WA-KI-TA-MO-NEE

Wa-ki-ta-mo-nee war der Anführer des Otoe-Jagdtrupps, der Möllhausen im Januar 1852 aus seiner verzweifelten Lage am Sandy Hill Creek befreite und ihm damit das Leben rettete. Balduin Möllhausen hat sein ganzes Leben lang in Dankbarkeit und Freundschaft an die Otoe-Indianer gedacht.

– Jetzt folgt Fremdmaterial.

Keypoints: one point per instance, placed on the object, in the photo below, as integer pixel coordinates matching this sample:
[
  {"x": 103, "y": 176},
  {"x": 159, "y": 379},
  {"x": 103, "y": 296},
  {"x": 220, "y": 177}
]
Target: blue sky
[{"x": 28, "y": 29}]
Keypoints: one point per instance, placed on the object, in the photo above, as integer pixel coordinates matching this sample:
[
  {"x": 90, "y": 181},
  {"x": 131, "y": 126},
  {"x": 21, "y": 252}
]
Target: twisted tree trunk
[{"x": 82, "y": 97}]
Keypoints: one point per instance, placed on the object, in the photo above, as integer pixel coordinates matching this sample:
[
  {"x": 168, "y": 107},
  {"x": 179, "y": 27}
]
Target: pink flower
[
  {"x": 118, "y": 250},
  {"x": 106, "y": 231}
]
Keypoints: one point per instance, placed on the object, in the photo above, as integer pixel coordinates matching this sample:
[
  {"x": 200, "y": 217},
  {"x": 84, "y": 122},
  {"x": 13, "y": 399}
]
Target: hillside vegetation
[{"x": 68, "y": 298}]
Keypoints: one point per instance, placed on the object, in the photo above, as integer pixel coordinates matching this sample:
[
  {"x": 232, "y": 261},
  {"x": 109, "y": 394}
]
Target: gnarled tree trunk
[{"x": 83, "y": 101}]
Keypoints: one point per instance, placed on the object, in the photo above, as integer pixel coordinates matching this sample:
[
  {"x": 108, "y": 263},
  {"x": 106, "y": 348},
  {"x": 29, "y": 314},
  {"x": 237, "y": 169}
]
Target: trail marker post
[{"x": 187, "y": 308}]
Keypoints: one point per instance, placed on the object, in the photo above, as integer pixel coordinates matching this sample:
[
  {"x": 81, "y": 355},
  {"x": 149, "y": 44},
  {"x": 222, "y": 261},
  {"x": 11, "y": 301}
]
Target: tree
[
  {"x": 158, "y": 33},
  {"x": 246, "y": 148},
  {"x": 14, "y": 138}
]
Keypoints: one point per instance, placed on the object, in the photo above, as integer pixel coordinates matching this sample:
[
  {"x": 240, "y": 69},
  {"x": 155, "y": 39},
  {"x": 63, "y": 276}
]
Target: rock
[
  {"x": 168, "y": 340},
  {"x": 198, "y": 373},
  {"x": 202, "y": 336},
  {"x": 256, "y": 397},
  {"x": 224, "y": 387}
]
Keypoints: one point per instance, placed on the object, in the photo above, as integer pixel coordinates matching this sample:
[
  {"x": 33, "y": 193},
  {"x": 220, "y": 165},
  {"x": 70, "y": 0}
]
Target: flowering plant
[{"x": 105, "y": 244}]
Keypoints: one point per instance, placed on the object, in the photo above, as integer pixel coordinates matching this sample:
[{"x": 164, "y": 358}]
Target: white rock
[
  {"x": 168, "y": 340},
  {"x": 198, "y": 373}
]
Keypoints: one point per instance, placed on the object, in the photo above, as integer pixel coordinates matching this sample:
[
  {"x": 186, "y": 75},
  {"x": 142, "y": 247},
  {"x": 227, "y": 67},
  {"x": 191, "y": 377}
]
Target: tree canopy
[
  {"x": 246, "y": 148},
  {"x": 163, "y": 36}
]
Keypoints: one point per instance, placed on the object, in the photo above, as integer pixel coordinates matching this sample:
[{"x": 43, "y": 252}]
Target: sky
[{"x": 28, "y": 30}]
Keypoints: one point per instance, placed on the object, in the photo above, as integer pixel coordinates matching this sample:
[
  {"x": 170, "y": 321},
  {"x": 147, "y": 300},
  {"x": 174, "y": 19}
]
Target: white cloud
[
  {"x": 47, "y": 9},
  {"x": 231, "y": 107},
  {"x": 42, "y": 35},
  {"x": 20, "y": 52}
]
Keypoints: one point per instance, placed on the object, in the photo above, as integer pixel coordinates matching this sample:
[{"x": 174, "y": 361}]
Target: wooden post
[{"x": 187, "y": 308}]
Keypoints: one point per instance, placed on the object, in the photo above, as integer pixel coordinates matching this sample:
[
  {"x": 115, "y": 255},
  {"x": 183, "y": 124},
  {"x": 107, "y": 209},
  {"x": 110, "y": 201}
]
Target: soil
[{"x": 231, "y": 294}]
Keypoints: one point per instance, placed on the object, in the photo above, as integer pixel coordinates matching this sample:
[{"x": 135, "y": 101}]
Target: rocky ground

... Dieser war ein Mann von riesenhafter Grösse und wie ich, trotzdem er zusammengekauert dasass, wahrnehmen konnte, von untadelhaftem, kräftigem Wuchse. Seine Haare waren ziemlich kurz geschnitten und durch sorgfältige Pflege zum Aufrechtstehen gebracht, während die geflochtene Skalp-Locke (auf dem Wirbel des Kopfes) tief auf den blossen Rücken herabhing. Sein Gesicht war mit schwarzen Streifen geschmückt und trotz des wilden Ausdruckes in seinen Zügen glaubte ich nie einen schöneren Indianer gesehen zu haben. Sein Name war Wa-ki-ta-mo-nee oder der dicke Soldat; er war einer der angesehensten Krieger der Ottoes und mancher Skalp, der seinen Schild zierte, gab Zeugniss seiner tapferen Thaten. Mit der Eigenschaft eines gefürchteten Kriegers verband er auch den Namen eines grossen Medizinmannes, das heisst eines Arztes und Zauberers. Meine unglückliche Lage, besonders aber das Wolfsfleisch, schien das Gefühl des Mitleids in ihm rege zu machen, denn als der alte Wo-nes-hee mir die brennende Pfeife reichte, streckte Wa-ki-ta-mo-nee seine Hand unter dem Vorhang hindurch in’s Freie, und zog das frische, blutige Viertel eines Hirsches herein, welches er bei seiner Ankunft daselbst niedergelegt hatte und jetzt mit gutmüthigem Nicken an meine Seite warf. Ein Mahl wurde nun gehalten, wie ich es in langer Zeit nicht genossen. Farfar’s scharfe Nase hatte unter den unordentlich über einander geworfenen Sachen ein Gefäss mit Talg gewittert, welches zum Schmieren des Wagens mitgenommen war; von diesem wurde ein Theil in der Pfanne geschmolzen, um von dem frischen Hirschfleisch einen duftenden Braten zu schaffen; und wohl gelang es, denn er duftete nicht nur, sondern hatte auch einen so feinen Wohlgeschmack, dass es mir vorkam, als habe ich nie etwas besseres gekostet. Wir assen, wir rauchten und assen wieder, wenig Worte und Zeichen wurden unterdessen gewechselt; bei jedem saftigen Streifen, den ich abschnitt, segnete ich in Gedanken meine rothhäutigen Retter, die ohne weitere Aussicht auf Gewinn bei ihrem Eintritt in verständlichem Englisch sagten: »Du bist hungrig, hier ist zu essen; Du musst hier untergehen, ziehe mit uns; Du bist krank, wir wollen Dich pflegen und kleiden,« und dennoch waren es vor den Augen der frommen Missionäre nur verworfene Heiden, nicht gut genug, als geringste Diener an ihrer Seite zu leben! ...

TAGEBUCH EINER REISE ...




Noch im hohen Alter würdigte er seine Otoe-Freunde mit dem Gedicht VERSCHOLLENE BILDER, enthalten in dem Buch DREILINDENLIEDER.